The nation’s most bipolar team displayed its ugly side once again Wednesday night.
Sixteenth-ranked Indiana showed up unprepared for its Big Ten opener and fell at home 87-83 to previously struggling Nebraska.
With less than 30 seconds to go and the Hoosiers trailing by two, James Blackmon attacked the basket and badly missed an uncontested layup that would have tied the game. Never again did Indiana get that close as Isaiah Roby and Glynn Watson closed out the game by combining to sink 7 of 8 foul shots.
The surprising outcome snapped Indiana’s 26-game home win streak and cemented the Hoosiers’ reputation as a team equally capable of seismic victories and head-scratching losses.
Indiana rocketed to No. 6 in the polls with a season-opening upset win over third-ranked Kansas. The Hoosiers then plummeted right back out of the top 10 a mere eight days later with a stunning loss at Fort Wayne.
Indiana reasserted itself as an elite team in the ACC-Big Ten Challenge with an impressive 76-67 victory over previously undefeated North Carolina. The Hoosiers now are in jeopardy of falling out of the Top 25 altogether less than a month later after losses to Butler and Nebraska.
What’s especially troubling about the Nebraska loss is that the cold-shooting Huskers (7-6) have not been very good so far this season. They dropped six of seven games from Nov. 25 to Dec. 18, five against top 40 teams and a disappointing home loss to Gardner-Webb.
But Nebraska was more motivated and more battle-tested than Indiana on Wednesday, and it showed in the way the Huskers contested shots, fought for rebounds and slid across the floor after loose balls. By the time Indiana matched Nebraska’s urgency in the second half, the Huskers were already convinced this is a game they could win.
It also didn’t help Indiana that its best player Wednesday night spent long stretches of the game saddled with foul trouble. Robert Johnson scored 19 points on 7-for-11 shooting, but he only played 21 minutes after foolishly picking up his third foul with three minutes to go in the first half and his fourth less than two minutes into the second.
Indiana still might have found a way to win had it been more disciplined defensively or more precise on offense.
Nebraska has a dearth of weapons besides guards Glynn Watson and Tai Webster, yet Indiana’s shoddy defense allowed those two to erupt for a combined for 47 points.
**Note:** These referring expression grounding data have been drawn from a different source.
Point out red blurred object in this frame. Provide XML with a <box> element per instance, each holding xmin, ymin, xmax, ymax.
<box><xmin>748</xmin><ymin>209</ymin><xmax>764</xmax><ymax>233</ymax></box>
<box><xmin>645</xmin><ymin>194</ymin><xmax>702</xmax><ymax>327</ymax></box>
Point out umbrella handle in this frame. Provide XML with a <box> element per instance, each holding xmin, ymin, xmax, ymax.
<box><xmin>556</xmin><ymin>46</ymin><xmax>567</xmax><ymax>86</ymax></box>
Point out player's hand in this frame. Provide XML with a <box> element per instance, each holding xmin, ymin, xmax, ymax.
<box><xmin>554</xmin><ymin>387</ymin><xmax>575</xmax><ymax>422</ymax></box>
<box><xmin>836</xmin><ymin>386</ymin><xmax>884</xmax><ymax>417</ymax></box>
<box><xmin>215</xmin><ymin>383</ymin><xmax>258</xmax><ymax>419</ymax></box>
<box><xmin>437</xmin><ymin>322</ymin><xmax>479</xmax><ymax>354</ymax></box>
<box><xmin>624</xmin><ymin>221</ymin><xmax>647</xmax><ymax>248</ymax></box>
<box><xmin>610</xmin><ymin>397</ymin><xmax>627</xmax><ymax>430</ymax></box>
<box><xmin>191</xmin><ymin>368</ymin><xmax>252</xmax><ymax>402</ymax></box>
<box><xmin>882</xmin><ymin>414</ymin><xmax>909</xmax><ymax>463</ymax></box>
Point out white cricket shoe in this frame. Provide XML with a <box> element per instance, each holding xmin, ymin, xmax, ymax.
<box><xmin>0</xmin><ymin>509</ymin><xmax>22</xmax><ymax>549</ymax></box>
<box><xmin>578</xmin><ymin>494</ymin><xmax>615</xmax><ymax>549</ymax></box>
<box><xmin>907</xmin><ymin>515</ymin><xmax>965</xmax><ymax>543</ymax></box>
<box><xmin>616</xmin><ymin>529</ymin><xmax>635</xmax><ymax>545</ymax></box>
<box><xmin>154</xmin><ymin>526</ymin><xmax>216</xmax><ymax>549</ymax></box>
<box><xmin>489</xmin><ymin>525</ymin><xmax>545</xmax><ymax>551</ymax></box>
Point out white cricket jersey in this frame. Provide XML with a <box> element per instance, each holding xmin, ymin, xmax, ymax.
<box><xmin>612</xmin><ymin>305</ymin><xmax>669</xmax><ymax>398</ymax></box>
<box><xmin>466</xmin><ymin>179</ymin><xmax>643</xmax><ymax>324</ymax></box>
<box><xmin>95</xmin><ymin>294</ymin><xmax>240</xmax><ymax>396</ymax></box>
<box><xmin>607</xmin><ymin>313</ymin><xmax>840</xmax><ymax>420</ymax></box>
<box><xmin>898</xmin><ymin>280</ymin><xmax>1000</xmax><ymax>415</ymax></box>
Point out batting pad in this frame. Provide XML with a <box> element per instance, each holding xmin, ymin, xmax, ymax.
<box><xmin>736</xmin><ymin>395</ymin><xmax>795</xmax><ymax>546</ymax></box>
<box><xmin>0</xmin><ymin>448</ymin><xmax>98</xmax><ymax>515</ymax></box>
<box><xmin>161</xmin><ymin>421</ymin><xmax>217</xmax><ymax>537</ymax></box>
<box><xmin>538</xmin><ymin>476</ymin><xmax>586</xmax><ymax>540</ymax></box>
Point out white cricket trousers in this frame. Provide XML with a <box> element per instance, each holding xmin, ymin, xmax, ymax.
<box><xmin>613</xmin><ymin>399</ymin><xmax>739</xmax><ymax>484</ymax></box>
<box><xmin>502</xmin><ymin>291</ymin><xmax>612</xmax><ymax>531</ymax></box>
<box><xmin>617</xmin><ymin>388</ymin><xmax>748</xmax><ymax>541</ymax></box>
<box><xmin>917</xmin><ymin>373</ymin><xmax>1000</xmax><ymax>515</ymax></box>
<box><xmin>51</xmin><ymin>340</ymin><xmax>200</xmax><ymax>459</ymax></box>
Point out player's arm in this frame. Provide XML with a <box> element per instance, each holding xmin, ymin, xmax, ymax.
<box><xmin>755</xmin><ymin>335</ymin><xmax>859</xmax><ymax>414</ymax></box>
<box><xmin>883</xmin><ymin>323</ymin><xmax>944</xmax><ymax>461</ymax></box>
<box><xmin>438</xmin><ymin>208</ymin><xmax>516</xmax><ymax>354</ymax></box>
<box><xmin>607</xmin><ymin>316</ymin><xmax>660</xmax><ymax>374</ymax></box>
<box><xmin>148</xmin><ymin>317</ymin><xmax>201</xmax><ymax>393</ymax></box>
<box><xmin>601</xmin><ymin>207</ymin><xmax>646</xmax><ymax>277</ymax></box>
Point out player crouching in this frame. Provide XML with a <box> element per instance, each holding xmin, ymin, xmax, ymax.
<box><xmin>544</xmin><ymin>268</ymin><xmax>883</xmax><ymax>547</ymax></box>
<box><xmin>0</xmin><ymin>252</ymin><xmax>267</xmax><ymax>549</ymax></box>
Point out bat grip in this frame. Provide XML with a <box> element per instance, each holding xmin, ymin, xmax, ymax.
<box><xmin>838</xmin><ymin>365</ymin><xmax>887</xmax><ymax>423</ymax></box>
The Hoosiers’ shoddy point guard play again was an issue too as they committed 19 turnovers, took quick shots and struggled to get the ball in the hands of Thomas Bryant down the stretch with the game on the line.
The takeaway from such a mistake-prone performance is that Indiana has an unusually high ceiling and low floor this season.
When they’re engaged defensively and in rhythm offensively, the Hoosiers can beat anyone in the Big Ten. Heck, anyone in the country. But when they’re lackadaisical on defense and sloppy and turnover-prone on offense, they can get upset just as easily.